Nearly every programming language uses dot notation, with expressions such as x.y. Yet the y here is not a value, and this makes it rather unlike other expressions. I have a simple remedy.

Atoms are having a revival. Elixir is a popular language which uses them. My proposal is that atoms are created by a dot followed by letters. So .y is an atom constant. And just as f z is a function call, the same as f(z), so x.y is a function call, the same as x(.y).

The problem is that x is not usually a function, but rather some sort of structured object with named subcomponents. The solution is for x to have an automatic conversion to the right function that will pick out the required subcomponent. This is a function that will be simplified at compile time with no run time overhead. The syntax that generates our structured object can autogenerate the required conversion declarations.

The order lattice of types described in the previous post (https://wombatlang.blogspot.com/2024/11/the-case-for-subtypes-real-world-and.html) generates automatic conversions between types which have a non-empty Intersection. The conversion always goes down to the Intersection (which might fail) then up to the destination.

Ad hoc automatic conversions can be declared, but only if the source and destination have an empty Intersection. That will be the case for the conversions we want from our structured object to the function that accepts our specific atom argument.

I hope you agree that it is nicer if everything is just procedure calls with no magic special meanings.

Saturday, November 30, 2024

The case for Subtypes: real world and programming

[This is cross-posted from my general blog: https://grampsgrumps.blogspot.com/.]

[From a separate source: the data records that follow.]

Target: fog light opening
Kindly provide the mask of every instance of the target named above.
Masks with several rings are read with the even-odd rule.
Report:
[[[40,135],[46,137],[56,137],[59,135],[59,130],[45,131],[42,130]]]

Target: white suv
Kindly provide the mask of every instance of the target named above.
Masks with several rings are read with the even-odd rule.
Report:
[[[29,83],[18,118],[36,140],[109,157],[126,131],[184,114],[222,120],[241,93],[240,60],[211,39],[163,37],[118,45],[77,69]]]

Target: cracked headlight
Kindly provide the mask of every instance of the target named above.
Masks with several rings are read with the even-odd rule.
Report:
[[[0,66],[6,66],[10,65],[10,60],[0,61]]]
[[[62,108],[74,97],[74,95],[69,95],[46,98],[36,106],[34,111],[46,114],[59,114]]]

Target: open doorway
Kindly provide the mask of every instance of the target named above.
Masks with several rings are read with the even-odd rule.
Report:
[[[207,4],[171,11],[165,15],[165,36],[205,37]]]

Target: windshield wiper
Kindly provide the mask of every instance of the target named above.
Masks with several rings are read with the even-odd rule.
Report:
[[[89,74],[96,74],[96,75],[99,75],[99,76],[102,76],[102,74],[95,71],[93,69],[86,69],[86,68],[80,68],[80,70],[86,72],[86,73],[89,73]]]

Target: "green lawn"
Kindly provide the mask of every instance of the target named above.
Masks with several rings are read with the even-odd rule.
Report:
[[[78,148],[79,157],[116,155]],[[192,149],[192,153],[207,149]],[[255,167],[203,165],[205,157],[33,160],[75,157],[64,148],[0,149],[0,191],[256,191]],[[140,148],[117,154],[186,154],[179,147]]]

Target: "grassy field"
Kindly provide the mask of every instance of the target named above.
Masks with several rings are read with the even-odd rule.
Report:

Subtyping fits naturally with our human view of reality. Consider these sets of individuals: Dogs, Cats, Humans, Crocodiles, Mammals, Quadrupeds, Animals. There is a natural relation between them represented by this diagram:

At a simple level these are just sets of individuals and the arrows represent set inclusion. But clearly there is more to it than that. The Dog type is distinguished by properties that let us identify an individual as being a dog. And we can see that there is a symmetry in the diagram. As we go up we get more and more individuals in the type, but as we go down we get more and more properties.

This perfectly natural form of subtyping is the right way to do subtyping in a computer programming language.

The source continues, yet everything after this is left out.